In Bolivia, 20 people have currently tested positive for Coronavirus and a nationwide quarantine has been in force since Monday, March 23.

Andrés Tapia, communications leader of the Confederation of Indigenous Nationalities of the Ecuadorian Amazon (CONFENIAE), draws attention to the lack of information about the virus in native languages.

The Waorani people have closed their borders. Photo by Valeria Sorgato.

Tapia says that indigenous communities in Ecuador are exercising strict control so that nobody enters their territory. The indigenous movement, headed by the Confederation of Indigenous Nationalities of Ecuador and CONFENIAE, has blocked transport in all indigenous territories.

“Many indigenous communities are located in border areas and so air access has also been restricted. River and overland routes are being subject to surveillance and control by communities,” Tapia explains.

Despite the restrictions, there have been reports of illegal loggers entering Waorani territory, and other ongoing issues, according to the most recent statement from Amazon Watch.

Robinson López, climate change and biodiversity coordinator of the Coordinating Committee of Indigenous Organizations of the Amazon River Basin, said in an interview with Mongabay Latam that in Colombia the Governor of Putumayo and the 13 municipalities of this department have adopted the guidelines established by Duque’s government, which has established a quarantine from March 24 to April 13.

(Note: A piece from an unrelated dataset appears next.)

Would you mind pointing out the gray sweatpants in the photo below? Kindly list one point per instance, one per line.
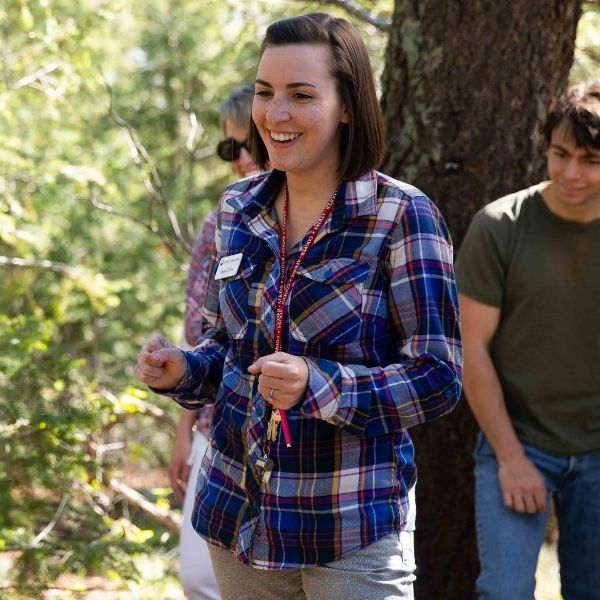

Indigenous communities in Colombia have also decided to restrict access. Photo: SINCHI Institute.

López explained that indigenous peoples had banned outsiders from entering their territories indefinitely. “Indigenous police have not yet reported any incidents of foreigners or tourists attempting to enter their territories in the Amazon,” said Lopez.

“Many communities are exercising their autonomy to look after themselves, not leave their territory and protect it using indigenous police and other mechanisms of protection,” explained Aida Quilcue, ONIC’s advisor on peace and human rights.

Quilcue also referred to the implementation of an internal monitoring system to follow the situation in the communities, not just because of the pandemic, but because of the other problems they face.

Banner image: The San Fernando indigenous community in Iquitos, Perú. Photo: Yvette Sierra Praeli.

A Spanish version of this article was published by Mongabay Latam on March 26.